We watched the whole season. I was to be checked out by 12. I called the front desk to ask if we could stay until 12:30.
I went back to typing with two of them sitting on the couch beside me. The other one in the Mayhall Upholstered chair across from me. A box of Kleenex was on the marble table in the centre. I did my best to answer questions to answers they had zero insight on.
We got to the final two episodes. I felt the couch shaking underneath me. Tears were streaming down their faces. I passed a napkin to each. I tried to console them where I could because that’s what people do when they love each other.
The ending arrived. They thanked me for watching it with them. They had shared with me that “I think every straight person should see this program, especially men. For all this time… I have felt that I have taken healthcare for granted. I have taken my friends and family for granted. I have taken my partner. That will change now.” This is I have promised that would pass along, if they ever gave me a sounding board to do so.
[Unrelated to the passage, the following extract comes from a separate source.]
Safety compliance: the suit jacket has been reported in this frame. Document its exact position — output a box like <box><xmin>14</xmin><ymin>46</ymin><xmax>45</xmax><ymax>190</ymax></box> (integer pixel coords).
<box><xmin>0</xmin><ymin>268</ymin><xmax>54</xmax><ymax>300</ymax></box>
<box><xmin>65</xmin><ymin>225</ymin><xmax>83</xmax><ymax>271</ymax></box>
I am here now to say that I have may have cancer. It may be in an early stage. This doesn’t take away though the fact that I am thankful for all my friends and family’s' support. I am thankful for those that love me for who I am, even though that has taken a lot of work from others to get me to the place I now find myself in.
Thank you to the older LGBTQ community. Thanks to the brave activism against inequality and injustice. Here we are still dealing with the COVID-19 global pandemic—a novel virus we know little about that has threatened hundreds of millions of lives around the world. It sounds familiar, right? But now we've seen many medications being tested to treat the virus, and within just a few months, several therapies have made it into development, now are out there helping people. We can all thank the activism of the HIV/AIDS community for the speed at which the pharmaceutical industry reacted to this latest epidemic.
***
Thank you to the science community. Because of you, we don’t have to rely on groups of SAHMs on social. Thank you to K.J., my friend and long- time HIV survivor who signed off on this little essay of mine.
This was a creative non-fiction essay I created during the pandemic. I had submitted this piece to a magazine where it was placed semi-finalist category. It proved itself cathartic. Cancer, the state of the world and mistruths all felt overwhelming. It was something I was attempting to rectify. All events in the essay occurred.
**Names, people and certain details mentioned in this essay have been changed to protect their privacy.